Children's Language in Poverty, Children in Nature NEW PUBS

Keith Nelson k1n at psu.edu
Sun Jun 5 16:33:10 UTC 2011


Hi colleagues.    Herewith info on 2 very different topics and publications.

I.  Children's Language and Poverty

	For anyone interested in the disturbing 
extent of language delays for children in 
poverty, in implications for prevention and 
intervention, and in implications of individual 
differences for language acquisition 
theories--here is a new large study just out. 
Comments, associations, and so on would be very 
much welcomed.

	 Nelson et al., 2011, First Language, 31, 
164-194.  (online also at sage.com)

2.  Children and Nature

	Children's concepts of nature and 
explorations of nature seem badly neglected in 
Child Language, Cognitive Science, and 
Developmental Psychology.   Please send me links 
etc. to any interesting publications you may have 
spotted in these domains.

	Meanwhile, here is a publication that 
explores these topics in non-academic format.

	NEWLY RELEASED BOOK.  If you go to 
Amazon.com you have a chance to read a brand new 
book about Nature and Children.  It is
called, Children, Pelicans, and Planets: Bobcat Magic.

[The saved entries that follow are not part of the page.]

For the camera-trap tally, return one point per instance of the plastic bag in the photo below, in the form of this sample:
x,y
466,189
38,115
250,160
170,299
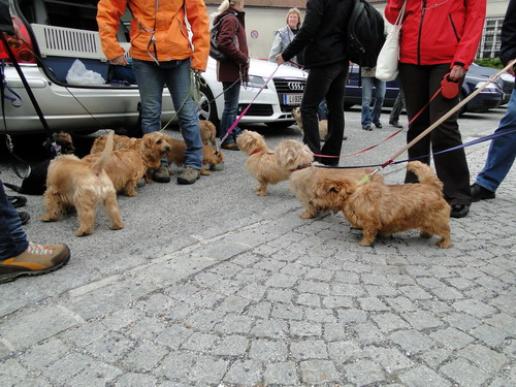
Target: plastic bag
x,y
78,74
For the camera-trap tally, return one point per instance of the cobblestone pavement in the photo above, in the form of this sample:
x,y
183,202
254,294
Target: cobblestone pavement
x,y
271,299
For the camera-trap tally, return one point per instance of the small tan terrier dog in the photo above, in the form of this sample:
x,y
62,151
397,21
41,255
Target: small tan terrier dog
x,y
305,177
377,208
72,182
262,162
323,124
133,160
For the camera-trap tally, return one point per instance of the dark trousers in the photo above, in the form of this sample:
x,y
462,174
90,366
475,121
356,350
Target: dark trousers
x,y
399,105
325,82
13,240
419,83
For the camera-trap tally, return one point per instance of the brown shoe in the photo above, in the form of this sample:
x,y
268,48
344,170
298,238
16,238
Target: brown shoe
x,y
230,146
36,260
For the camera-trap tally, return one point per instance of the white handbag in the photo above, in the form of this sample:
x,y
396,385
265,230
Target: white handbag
x,y
387,62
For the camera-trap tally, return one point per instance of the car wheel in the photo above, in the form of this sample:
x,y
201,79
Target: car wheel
x,y
207,106
280,125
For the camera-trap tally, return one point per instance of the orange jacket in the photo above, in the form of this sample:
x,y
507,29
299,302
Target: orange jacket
x,y
171,34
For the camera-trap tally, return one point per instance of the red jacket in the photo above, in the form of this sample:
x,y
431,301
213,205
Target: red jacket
x,y
232,42
439,31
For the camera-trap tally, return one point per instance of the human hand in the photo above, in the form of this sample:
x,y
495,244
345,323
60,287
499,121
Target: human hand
x,y
457,73
120,61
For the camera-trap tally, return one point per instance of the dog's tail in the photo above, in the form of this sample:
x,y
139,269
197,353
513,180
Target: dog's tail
x,y
424,174
101,162
15,188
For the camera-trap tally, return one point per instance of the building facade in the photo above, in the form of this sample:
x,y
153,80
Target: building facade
x,y
264,17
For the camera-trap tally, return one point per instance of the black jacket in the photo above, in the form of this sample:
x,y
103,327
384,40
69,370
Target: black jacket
x,y
322,34
508,48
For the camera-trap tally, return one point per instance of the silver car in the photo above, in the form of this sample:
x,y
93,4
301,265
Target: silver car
x,y
52,41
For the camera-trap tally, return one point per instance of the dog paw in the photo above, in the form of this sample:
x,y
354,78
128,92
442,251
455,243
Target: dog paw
x,y
47,218
82,232
117,226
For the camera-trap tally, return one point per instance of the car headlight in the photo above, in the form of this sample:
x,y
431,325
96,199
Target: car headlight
x,y
256,81
488,85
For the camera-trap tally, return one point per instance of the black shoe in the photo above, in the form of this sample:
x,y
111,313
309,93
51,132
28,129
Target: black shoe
x,y
24,217
480,193
17,201
459,210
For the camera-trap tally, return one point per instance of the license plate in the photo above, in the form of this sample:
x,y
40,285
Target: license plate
x,y
292,99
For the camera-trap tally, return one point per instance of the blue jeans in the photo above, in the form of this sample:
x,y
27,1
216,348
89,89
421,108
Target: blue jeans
x,y
369,116
151,79
231,97
502,151
13,240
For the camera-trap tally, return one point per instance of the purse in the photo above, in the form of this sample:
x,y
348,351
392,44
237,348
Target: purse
x,y
387,62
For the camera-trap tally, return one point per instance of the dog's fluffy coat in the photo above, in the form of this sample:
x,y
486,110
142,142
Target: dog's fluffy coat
x,y
72,182
133,160
386,209
305,178
262,162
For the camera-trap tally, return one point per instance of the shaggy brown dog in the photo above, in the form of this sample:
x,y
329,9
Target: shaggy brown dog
x,y
208,133
305,178
126,167
323,124
177,151
262,162
72,182
387,209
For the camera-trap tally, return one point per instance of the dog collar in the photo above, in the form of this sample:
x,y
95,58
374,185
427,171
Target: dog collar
x,y
301,167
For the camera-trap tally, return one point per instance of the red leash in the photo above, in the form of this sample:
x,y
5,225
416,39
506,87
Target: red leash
x,y
389,137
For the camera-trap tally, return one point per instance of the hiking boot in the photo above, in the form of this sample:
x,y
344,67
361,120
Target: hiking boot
x,y
459,210
17,201
480,193
395,124
162,174
24,217
230,146
189,175
36,260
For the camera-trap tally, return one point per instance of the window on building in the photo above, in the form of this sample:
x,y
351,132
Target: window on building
x,y
491,39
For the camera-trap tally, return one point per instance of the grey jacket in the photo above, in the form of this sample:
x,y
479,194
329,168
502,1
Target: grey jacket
x,y
282,39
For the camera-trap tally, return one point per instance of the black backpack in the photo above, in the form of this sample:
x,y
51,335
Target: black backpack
x,y
215,53
366,34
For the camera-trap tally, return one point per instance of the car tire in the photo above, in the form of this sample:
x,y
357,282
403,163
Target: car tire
x,y
280,125
208,106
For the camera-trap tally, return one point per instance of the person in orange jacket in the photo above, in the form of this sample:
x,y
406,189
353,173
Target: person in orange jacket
x,y
162,53
438,39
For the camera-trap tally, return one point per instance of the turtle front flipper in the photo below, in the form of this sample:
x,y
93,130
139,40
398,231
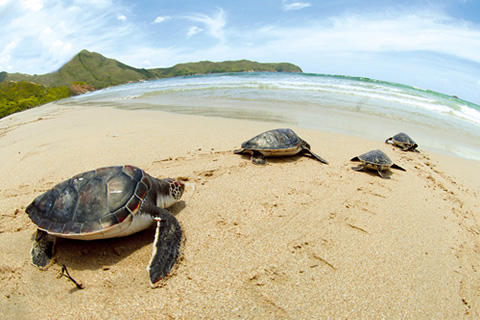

	Surprise, delight, and amazement may 
await you as a reader of these chapters.  In 
addition it is anticipated that in multiple ways 
these stories of Nature exploration will create 
some restlessness in many readers, some itches 
toward actions that increase their own contacts 
with nature and the quantity and quality of their 
children's participation with nature.  Of course, 
you and different readers will enter the book 
with different frames of experience and will 
carry from it varied kinds and degrees of new 
awareness.  Each of you will absorb the many 
reflections offered in these excursions into 
nature and will go beyond them to their own. 
Among the likely impacts of Children, Pelicans, 
and Planets: Bobcat Magic on readers and in turn 
on their friends and children are these--

o	Setting aside more time to enter nature
o	Heightened attention to details in a wide range of contexts
o	New awareness of the potential for the 
seemingly familiar to surprise, reorient, and 
touch us
o	Feeling the threads of how nurturing the 
planet resonates with nurturing our children


	GETTING THE BOOK

	You may read this book on a Kindle or any 
computer or iPad where you have previously 
downloaded the free Kindle App from the 
Amazon.com website.   To find the book on this 
website search by the title within the Kindle 
books section.

-- 



Keith Nelson
Professor of Psychology
Penn State University
414 Moore Building
University Park, PA   16802


keithnelsonart at psu.edu

814 863 1747



And what is mind
and how is it recognized ?
It is clearly drawn
in Sumi  ink, the
sound of breezes drifting through pine.